Niente pastrocchi
di: MARCO TRAVAGLIO
da: Il Fatto Quotidiano di sabato 10 agosto 2019.
Nella crisi più pazza del mondo, capita anche questo: che il cazzaro primigenio, Renzi, auspichi la cosa più sensata mai detta da un pidino da mesi.
E cioè che, contro la destraccia salvinista, l’unico governo possibile è fra 5Stelle e Pd.
Purtroppo la proposta ha tre difetti.
1) Arriva con 14 mesi di ritardo e non sarebbe più – come a maggio 2018 – l’unione fra il primo e il secondo partito delle Politiche, ma tra i due sconfitti alle Europee contro chi le ha vinte.
2) Viene da Renzi, che ormai ha la credibilità di Pamela Prati e tifa per il taglio dei parlamentari perché, al prossimo giro, non ne avrà più neanche uno.
3) Sarebbe un regalo a Salvini, che già inizia a pagare caro il suo tradimento di sfasciatutto irresponsabile (è subissato di insulti sui suoi social, specie dopo la ferma risposta di Conte, suo unico vero competitor) e non vede l’ora di farlo dimenticare addossandolo ai 5Stelle e strillando al ribaltone.

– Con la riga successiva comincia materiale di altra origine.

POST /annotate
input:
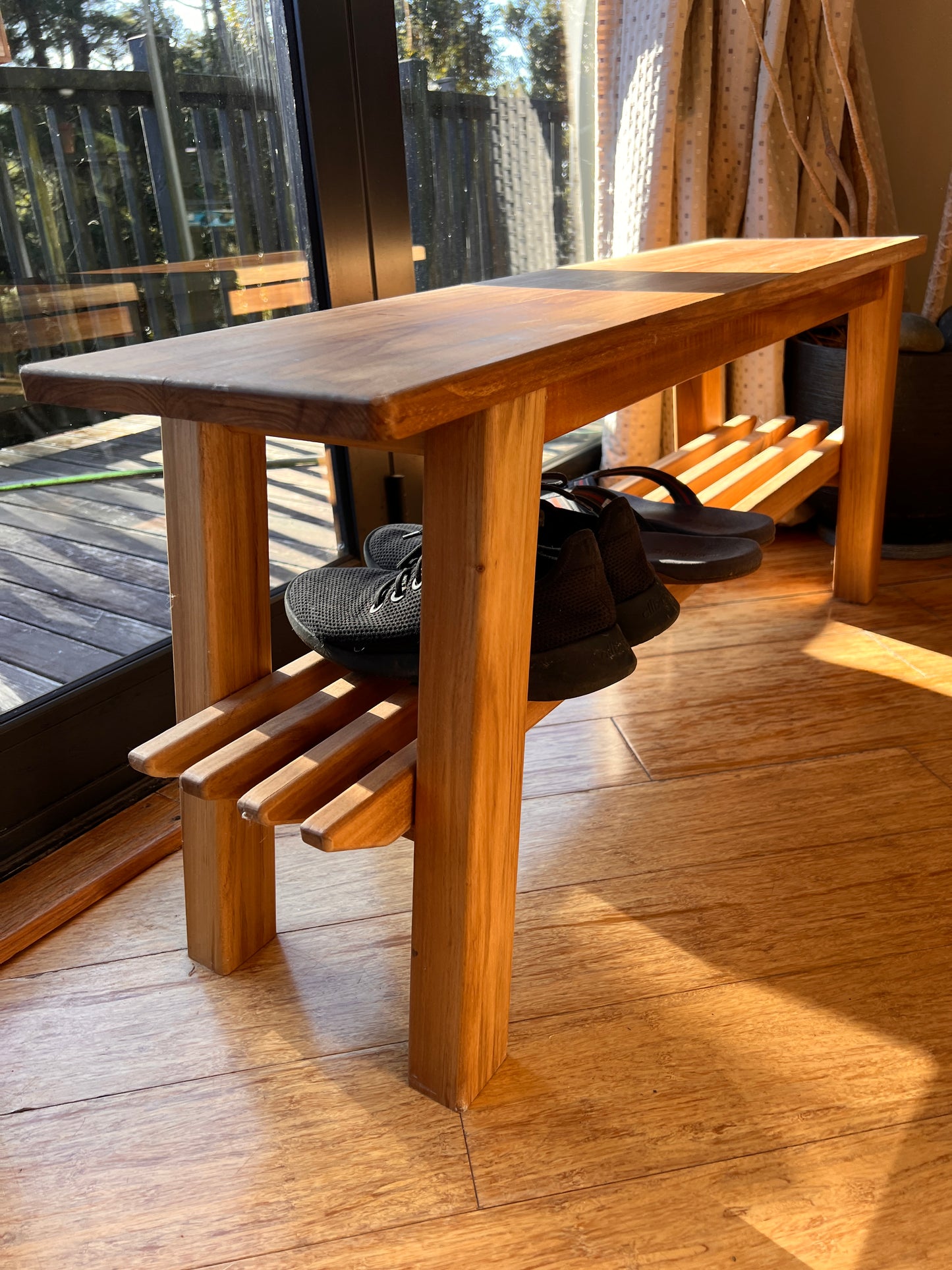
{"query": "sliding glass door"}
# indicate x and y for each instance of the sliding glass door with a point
(152, 185)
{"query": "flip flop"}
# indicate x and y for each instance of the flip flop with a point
(687, 558)
(690, 558)
(687, 513)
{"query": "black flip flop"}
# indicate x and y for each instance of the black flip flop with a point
(687, 513)
(690, 558)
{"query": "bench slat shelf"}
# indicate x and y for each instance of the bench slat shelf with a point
(341, 759)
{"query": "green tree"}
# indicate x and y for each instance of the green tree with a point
(72, 31)
(456, 38)
(537, 24)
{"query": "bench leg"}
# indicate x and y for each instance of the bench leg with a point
(872, 349)
(698, 405)
(482, 487)
(217, 522)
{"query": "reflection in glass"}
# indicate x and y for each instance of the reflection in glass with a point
(498, 135)
(149, 188)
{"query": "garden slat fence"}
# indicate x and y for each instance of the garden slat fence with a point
(90, 192)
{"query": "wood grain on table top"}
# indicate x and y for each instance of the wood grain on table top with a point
(385, 371)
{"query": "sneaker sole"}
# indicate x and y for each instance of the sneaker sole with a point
(648, 614)
(571, 671)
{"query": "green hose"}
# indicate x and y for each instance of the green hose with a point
(132, 473)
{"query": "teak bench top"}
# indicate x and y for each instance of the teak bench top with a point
(600, 335)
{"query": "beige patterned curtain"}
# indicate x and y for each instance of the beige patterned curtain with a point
(691, 144)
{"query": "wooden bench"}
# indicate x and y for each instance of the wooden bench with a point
(475, 379)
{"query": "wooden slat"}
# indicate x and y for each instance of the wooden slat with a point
(322, 772)
(279, 271)
(738, 484)
(602, 334)
(730, 457)
(801, 479)
(237, 767)
(687, 456)
(37, 301)
(64, 328)
(53, 889)
(380, 808)
(279, 295)
(210, 730)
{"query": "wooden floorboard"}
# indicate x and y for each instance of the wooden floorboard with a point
(730, 1039)
(876, 1200)
(76, 560)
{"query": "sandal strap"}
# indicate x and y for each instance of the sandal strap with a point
(679, 492)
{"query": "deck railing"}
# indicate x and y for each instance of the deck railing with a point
(144, 204)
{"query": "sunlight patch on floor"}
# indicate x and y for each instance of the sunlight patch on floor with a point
(857, 649)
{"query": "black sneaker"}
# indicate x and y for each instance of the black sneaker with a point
(644, 605)
(370, 619)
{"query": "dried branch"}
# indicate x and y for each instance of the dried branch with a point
(829, 148)
(941, 262)
(791, 129)
(872, 193)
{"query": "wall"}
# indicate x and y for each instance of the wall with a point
(909, 50)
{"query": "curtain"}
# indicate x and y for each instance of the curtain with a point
(691, 144)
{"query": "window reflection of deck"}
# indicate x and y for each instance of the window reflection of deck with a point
(83, 568)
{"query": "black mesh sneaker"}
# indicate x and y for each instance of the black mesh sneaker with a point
(644, 605)
(370, 619)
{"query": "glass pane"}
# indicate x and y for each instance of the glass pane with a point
(499, 136)
(149, 188)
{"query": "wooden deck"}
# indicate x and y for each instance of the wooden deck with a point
(730, 1041)
(83, 568)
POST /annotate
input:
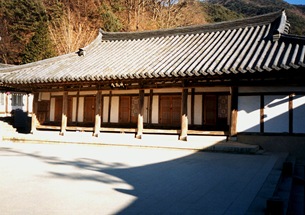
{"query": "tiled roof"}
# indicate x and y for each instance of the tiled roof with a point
(251, 45)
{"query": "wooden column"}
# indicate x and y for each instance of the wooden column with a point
(97, 124)
(140, 115)
(34, 113)
(64, 114)
(184, 120)
(234, 106)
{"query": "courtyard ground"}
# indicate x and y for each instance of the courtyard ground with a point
(61, 178)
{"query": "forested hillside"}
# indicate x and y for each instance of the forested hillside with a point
(32, 30)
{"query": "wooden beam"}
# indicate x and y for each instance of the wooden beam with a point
(34, 114)
(64, 114)
(140, 115)
(184, 120)
(97, 123)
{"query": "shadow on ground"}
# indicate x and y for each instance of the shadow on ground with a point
(200, 183)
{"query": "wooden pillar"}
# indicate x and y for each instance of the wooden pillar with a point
(34, 113)
(64, 114)
(140, 115)
(234, 106)
(184, 120)
(97, 124)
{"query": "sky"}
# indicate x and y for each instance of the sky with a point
(296, 1)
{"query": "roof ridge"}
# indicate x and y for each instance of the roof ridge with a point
(194, 29)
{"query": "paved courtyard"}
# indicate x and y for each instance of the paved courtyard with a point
(91, 179)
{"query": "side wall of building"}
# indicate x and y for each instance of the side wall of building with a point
(271, 110)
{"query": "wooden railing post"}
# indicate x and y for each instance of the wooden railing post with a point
(140, 115)
(184, 120)
(64, 114)
(34, 113)
(97, 123)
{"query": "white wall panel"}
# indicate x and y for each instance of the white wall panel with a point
(114, 114)
(189, 108)
(105, 108)
(299, 114)
(198, 110)
(146, 110)
(52, 109)
(74, 104)
(155, 109)
(276, 113)
(81, 102)
(248, 116)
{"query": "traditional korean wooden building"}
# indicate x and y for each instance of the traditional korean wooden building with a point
(228, 78)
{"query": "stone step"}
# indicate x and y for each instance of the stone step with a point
(235, 147)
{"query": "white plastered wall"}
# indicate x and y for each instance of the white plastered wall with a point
(276, 110)
(248, 119)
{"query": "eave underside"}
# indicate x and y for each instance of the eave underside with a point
(275, 78)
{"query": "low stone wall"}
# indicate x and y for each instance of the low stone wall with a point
(294, 145)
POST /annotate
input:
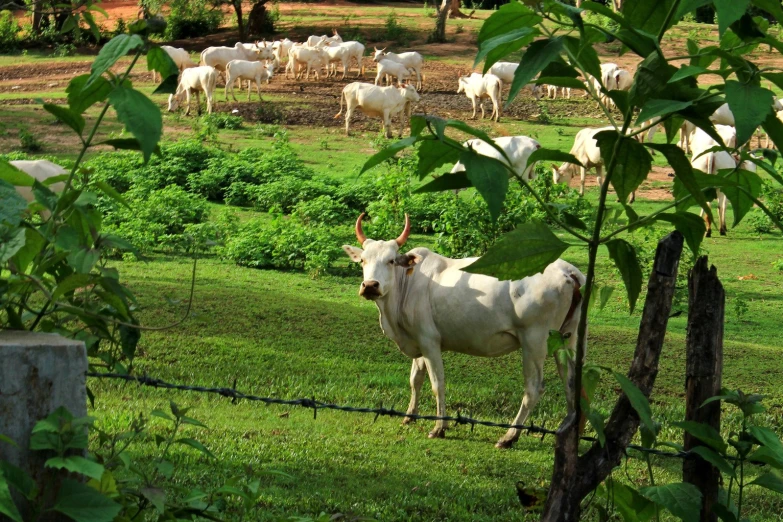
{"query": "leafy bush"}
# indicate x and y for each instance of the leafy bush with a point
(286, 243)
(156, 218)
(9, 30)
(189, 19)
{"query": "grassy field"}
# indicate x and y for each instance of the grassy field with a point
(283, 334)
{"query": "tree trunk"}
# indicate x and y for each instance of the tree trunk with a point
(575, 477)
(240, 21)
(704, 363)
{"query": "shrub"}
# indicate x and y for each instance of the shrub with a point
(157, 217)
(9, 31)
(286, 243)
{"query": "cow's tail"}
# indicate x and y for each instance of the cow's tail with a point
(342, 97)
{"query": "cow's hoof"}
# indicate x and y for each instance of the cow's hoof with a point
(438, 433)
(504, 444)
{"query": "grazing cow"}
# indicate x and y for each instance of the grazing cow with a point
(411, 60)
(585, 150)
(388, 69)
(428, 305)
(383, 102)
(41, 170)
(203, 78)
(179, 56)
(250, 71)
(478, 87)
(517, 148)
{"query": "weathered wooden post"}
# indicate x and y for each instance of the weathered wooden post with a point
(703, 367)
(39, 373)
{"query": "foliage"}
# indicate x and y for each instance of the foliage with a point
(189, 18)
(9, 31)
(286, 243)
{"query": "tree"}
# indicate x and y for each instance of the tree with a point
(558, 49)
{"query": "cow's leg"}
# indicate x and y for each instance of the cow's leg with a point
(533, 355)
(418, 372)
(434, 362)
(722, 212)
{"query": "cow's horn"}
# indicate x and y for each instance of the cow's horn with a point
(359, 232)
(405, 233)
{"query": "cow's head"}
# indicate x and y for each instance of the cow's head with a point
(379, 259)
(378, 54)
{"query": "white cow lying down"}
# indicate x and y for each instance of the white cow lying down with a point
(383, 102)
(428, 305)
(517, 148)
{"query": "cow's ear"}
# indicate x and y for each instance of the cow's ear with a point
(407, 260)
(355, 253)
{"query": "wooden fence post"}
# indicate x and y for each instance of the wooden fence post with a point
(704, 364)
(39, 373)
(573, 479)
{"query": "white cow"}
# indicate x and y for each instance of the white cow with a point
(383, 102)
(192, 81)
(179, 56)
(40, 170)
(388, 68)
(411, 60)
(478, 87)
(517, 148)
(309, 58)
(428, 305)
(585, 149)
(250, 71)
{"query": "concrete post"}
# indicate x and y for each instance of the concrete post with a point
(39, 372)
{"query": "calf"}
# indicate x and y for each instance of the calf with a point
(478, 87)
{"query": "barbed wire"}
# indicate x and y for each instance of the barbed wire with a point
(316, 405)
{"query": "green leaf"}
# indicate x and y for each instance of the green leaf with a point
(705, 433)
(83, 504)
(140, 115)
(538, 55)
(524, 251)
(10, 247)
(682, 500)
(435, 153)
(716, 460)
(637, 400)
(388, 152)
(655, 107)
(750, 105)
(543, 154)
(492, 50)
(689, 225)
(458, 180)
(508, 18)
(157, 498)
(76, 464)
(82, 96)
(770, 481)
(114, 49)
(196, 445)
(489, 176)
(632, 164)
(71, 283)
(729, 11)
(683, 172)
(14, 176)
(7, 505)
(624, 256)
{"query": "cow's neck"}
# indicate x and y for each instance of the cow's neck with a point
(396, 317)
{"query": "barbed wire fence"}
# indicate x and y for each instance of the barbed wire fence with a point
(315, 405)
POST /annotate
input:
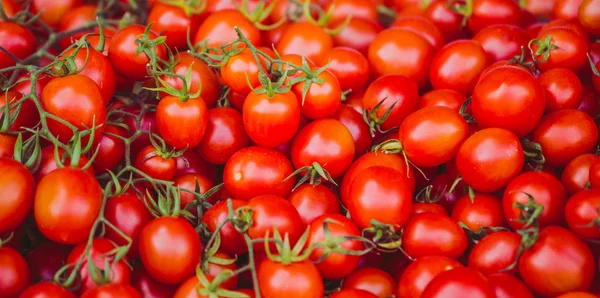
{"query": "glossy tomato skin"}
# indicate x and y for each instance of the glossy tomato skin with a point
(545, 189)
(428, 234)
(62, 197)
(169, 249)
(574, 272)
(581, 210)
(487, 172)
(564, 135)
(495, 253)
(122, 52)
(15, 272)
(457, 66)
(421, 272)
(300, 279)
(366, 189)
(255, 171)
(77, 100)
(271, 122)
(17, 189)
(432, 136)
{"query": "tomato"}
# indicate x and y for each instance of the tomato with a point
(428, 234)
(398, 93)
(327, 142)
(170, 249)
(232, 241)
(401, 52)
(373, 280)
(62, 197)
(255, 171)
(16, 39)
(574, 272)
(312, 201)
(582, 213)
(576, 173)
(129, 214)
(306, 39)
(495, 253)
(173, 22)
(564, 135)
(508, 286)
(489, 159)
(118, 272)
(46, 289)
(113, 291)
(271, 122)
(17, 191)
(181, 123)
(218, 29)
(299, 279)
(419, 274)
(15, 272)
(272, 212)
(77, 100)
(123, 55)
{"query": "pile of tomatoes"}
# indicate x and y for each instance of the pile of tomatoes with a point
(298, 148)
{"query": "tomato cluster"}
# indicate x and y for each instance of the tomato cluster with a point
(299, 148)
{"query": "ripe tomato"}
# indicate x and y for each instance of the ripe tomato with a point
(429, 234)
(574, 272)
(421, 272)
(495, 253)
(255, 171)
(170, 249)
(582, 213)
(17, 191)
(327, 142)
(564, 135)
(295, 280)
(271, 122)
(432, 136)
(181, 123)
(457, 66)
(15, 272)
(77, 100)
(489, 159)
(65, 196)
(123, 55)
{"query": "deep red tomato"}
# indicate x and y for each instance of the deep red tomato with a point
(421, 272)
(373, 280)
(295, 280)
(119, 272)
(582, 213)
(16, 190)
(271, 122)
(255, 171)
(429, 234)
(77, 100)
(574, 272)
(15, 272)
(495, 253)
(432, 136)
(398, 93)
(401, 52)
(123, 56)
(457, 66)
(46, 289)
(489, 159)
(62, 197)
(170, 249)
(564, 135)
(562, 88)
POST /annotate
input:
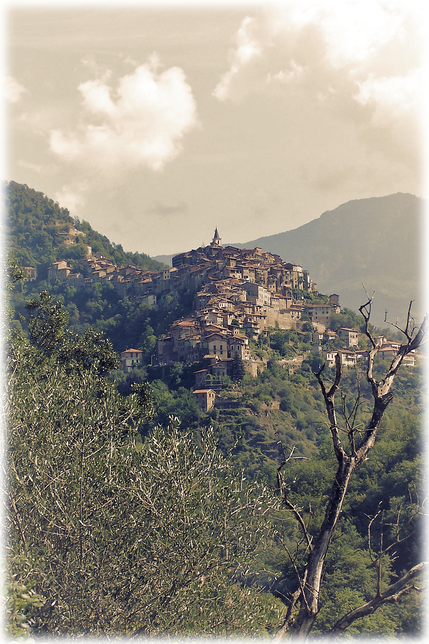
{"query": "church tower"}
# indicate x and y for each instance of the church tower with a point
(216, 239)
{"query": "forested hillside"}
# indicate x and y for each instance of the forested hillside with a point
(37, 227)
(132, 511)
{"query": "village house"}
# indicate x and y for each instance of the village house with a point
(205, 398)
(131, 359)
(351, 336)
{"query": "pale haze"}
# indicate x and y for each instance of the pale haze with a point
(157, 124)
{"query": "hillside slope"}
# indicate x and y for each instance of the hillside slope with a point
(376, 241)
(39, 232)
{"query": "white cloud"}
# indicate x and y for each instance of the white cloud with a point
(12, 90)
(355, 61)
(348, 36)
(141, 123)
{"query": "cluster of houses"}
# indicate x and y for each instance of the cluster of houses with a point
(237, 294)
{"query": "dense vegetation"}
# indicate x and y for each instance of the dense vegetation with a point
(124, 520)
(34, 224)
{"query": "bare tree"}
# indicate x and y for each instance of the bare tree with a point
(305, 602)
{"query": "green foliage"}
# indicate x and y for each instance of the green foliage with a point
(33, 225)
(113, 536)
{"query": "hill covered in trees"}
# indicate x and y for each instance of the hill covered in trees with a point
(39, 232)
(125, 521)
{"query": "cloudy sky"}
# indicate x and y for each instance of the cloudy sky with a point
(157, 123)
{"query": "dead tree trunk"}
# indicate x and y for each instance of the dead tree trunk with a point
(348, 460)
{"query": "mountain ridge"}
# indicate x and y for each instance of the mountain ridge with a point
(374, 243)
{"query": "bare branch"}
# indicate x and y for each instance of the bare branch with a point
(391, 594)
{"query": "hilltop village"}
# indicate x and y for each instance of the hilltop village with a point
(237, 294)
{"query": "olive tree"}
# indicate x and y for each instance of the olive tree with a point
(116, 536)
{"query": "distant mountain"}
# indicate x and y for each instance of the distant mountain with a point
(376, 241)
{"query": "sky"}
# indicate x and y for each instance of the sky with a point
(158, 122)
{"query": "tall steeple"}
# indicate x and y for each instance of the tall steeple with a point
(216, 239)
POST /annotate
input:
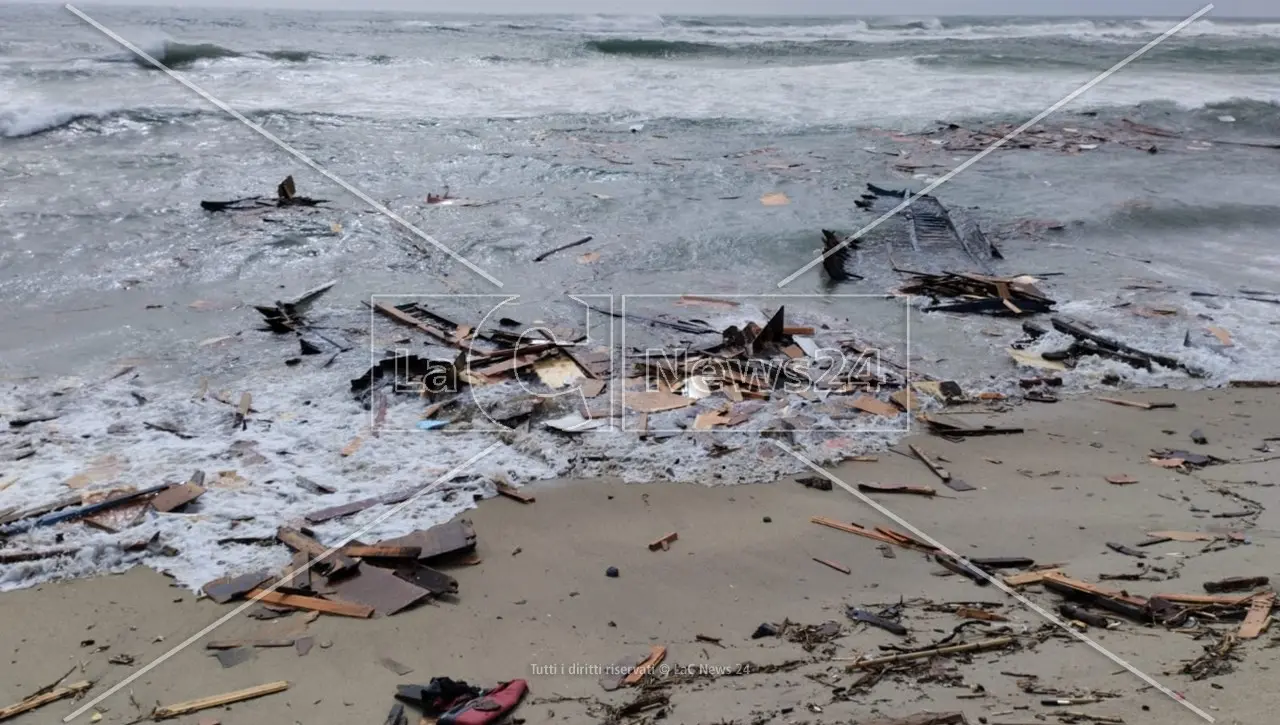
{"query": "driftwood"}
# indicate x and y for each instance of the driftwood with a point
(983, 646)
(1120, 350)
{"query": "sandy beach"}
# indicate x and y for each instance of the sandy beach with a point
(539, 606)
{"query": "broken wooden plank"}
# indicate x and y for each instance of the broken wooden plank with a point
(656, 656)
(362, 551)
(444, 539)
(1258, 616)
(37, 701)
(219, 700)
(983, 615)
(912, 489)
(337, 561)
(654, 401)
(922, 719)
(513, 493)
(1235, 584)
(835, 565)
(1028, 578)
(224, 589)
(903, 541)
(932, 465)
(176, 497)
(664, 542)
(982, 646)
(379, 589)
(562, 247)
(874, 406)
(314, 603)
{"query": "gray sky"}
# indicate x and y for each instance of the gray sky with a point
(1161, 8)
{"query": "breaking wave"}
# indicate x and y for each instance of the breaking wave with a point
(31, 122)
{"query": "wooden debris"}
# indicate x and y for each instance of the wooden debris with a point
(982, 646)
(932, 465)
(382, 551)
(1255, 383)
(376, 588)
(664, 542)
(656, 656)
(219, 700)
(835, 565)
(1137, 404)
(970, 612)
(1258, 616)
(873, 406)
(223, 591)
(981, 293)
(300, 602)
(560, 249)
(654, 401)
(912, 489)
(1235, 584)
(922, 719)
(176, 497)
(513, 493)
(881, 534)
(336, 562)
(37, 701)
(1028, 578)
(452, 538)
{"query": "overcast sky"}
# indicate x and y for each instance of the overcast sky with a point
(1165, 8)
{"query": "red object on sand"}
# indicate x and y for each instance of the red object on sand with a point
(489, 707)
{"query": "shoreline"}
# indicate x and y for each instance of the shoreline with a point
(552, 605)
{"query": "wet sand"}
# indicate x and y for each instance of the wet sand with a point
(539, 602)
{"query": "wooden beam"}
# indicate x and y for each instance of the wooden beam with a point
(219, 700)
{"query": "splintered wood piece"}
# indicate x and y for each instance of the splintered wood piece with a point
(300, 602)
(297, 541)
(513, 493)
(933, 466)
(873, 406)
(1028, 578)
(352, 446)
(880, 534)
(835, 565)
(664, 542)
(176, 497)
(1258, 616)
(654, 401)
(1187, 537)
(42, 700)
(656, 656)
(219, 700)
(1128, 402)
(361, 551)
(1221, 334)
(913, 489)
(970, 612)
(906, 400)
(982, 646)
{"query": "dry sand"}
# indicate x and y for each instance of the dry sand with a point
(552, 606)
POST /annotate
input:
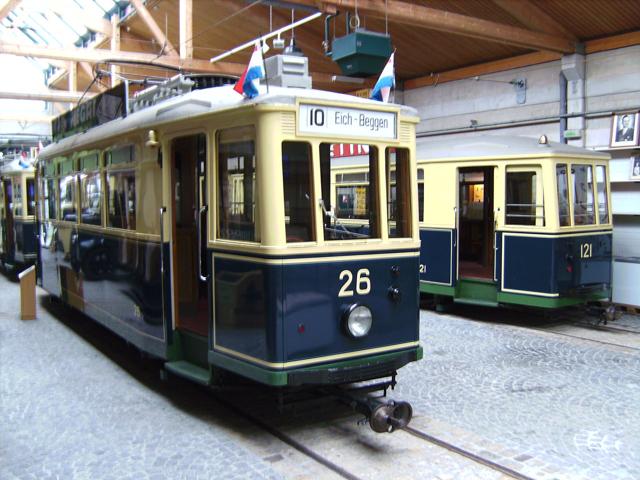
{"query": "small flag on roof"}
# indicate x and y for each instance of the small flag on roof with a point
(385, 83)
(250, 79)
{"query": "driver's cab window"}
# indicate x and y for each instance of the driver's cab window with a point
(350, 186)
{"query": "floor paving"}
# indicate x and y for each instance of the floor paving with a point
(550, 406)
(77, 403)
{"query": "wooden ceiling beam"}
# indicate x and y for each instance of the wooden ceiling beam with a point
(6, 6)
(449, 22)
(505, 64)
(96, 24)
(46, 95)
(186, 28)
(98, 55)
(153, 27)
(534, 18)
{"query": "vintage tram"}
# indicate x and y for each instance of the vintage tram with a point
(17, 211)
(514, 221)
(201, 228)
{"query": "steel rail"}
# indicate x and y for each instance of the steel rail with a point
(467, 454)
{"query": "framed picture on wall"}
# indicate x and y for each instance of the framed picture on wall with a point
(635, 168)
(624, 129)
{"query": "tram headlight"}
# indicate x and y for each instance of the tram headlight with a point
(358, 320)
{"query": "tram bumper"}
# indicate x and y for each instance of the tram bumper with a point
(354, 370)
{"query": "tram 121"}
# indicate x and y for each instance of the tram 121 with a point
(514, 220)
(201, 228)
(17, 211)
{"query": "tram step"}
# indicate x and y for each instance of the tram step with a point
(190, 371)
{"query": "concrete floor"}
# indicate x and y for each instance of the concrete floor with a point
(77, 402)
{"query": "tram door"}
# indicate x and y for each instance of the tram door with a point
(189, 159)
(476, 222)
(7, 231)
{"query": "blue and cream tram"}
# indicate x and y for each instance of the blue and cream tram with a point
(202, 229)
(17, 211)
(514, 220)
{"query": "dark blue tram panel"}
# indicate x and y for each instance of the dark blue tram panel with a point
(438, 262)
(560, 266)
(305, 326)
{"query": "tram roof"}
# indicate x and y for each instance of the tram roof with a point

Certo, la metà e più dell’Italia che guarda con orrore e terrore alla prospettiva di avere presto un monocolore Salvini che si crede il Duce e parla come lui (senza neppure esserlo) a colpi di “Voglio pieni poteri”, “Ordine e disciplina”, “La giustizia la riformo io” accetterebbe di tutto, pur di allontanare l’amaro calice.
Anche un ribaltone.
Che sarebbe costituzionalmente ineccepibile (avrebbe la fiducia del Parlamento) e moralmente giustificabile (a brigante, brigante e mezzo). Ma politicamente a dir poco discutibile, mettendo insieme il secondo e il terzo partito per far fuori il primo.
Con tutti i rischi che comportano, le elezioni restano la via maestra.
Se a ottobre o a primavera, lo deciderà il Parlamento, dove Conte ha saggiamente portato la crisi in piena trasparenza.
Lì il premier esporrà le riforme in cantiere che Salvini ha bloccato col suo colpo di mano e chiederà la fiducia.
La Lega gliela negherà.
Il M5S gliela confermerà e nessuno può impedire ad altri di fare altrettanto.
Se il Pd gli votasse la fiducia, il governo Conte resterebbe in piedi, senza i ministri leghisti (sostituibili con gli attuali vice o con personalità esterne).
Per fare poche cose prima delle elezioni a primavera:
• la legge di Bilancio, scongiurando le conseguenze inevitabili di un voto a fine ottobre (esercizio provvisorio, spread ecc.);
• l’ok al taglio dei parlamentari;
• e la conseguente revisione della legge elettorale.
Chissà che i pochi mesi trascorsi a collaborare, senza nuovi governi né ribaltoni, non inneschino la scintilla che noi auspichiamo da anni fra un centrosinistra totalmente rinnovato e ripulito e un M5S più maturo e meno improvvisato sotto la guida di Conte.
Per salvarci da Salvini non prima né contro le elezioni. Ma dopo.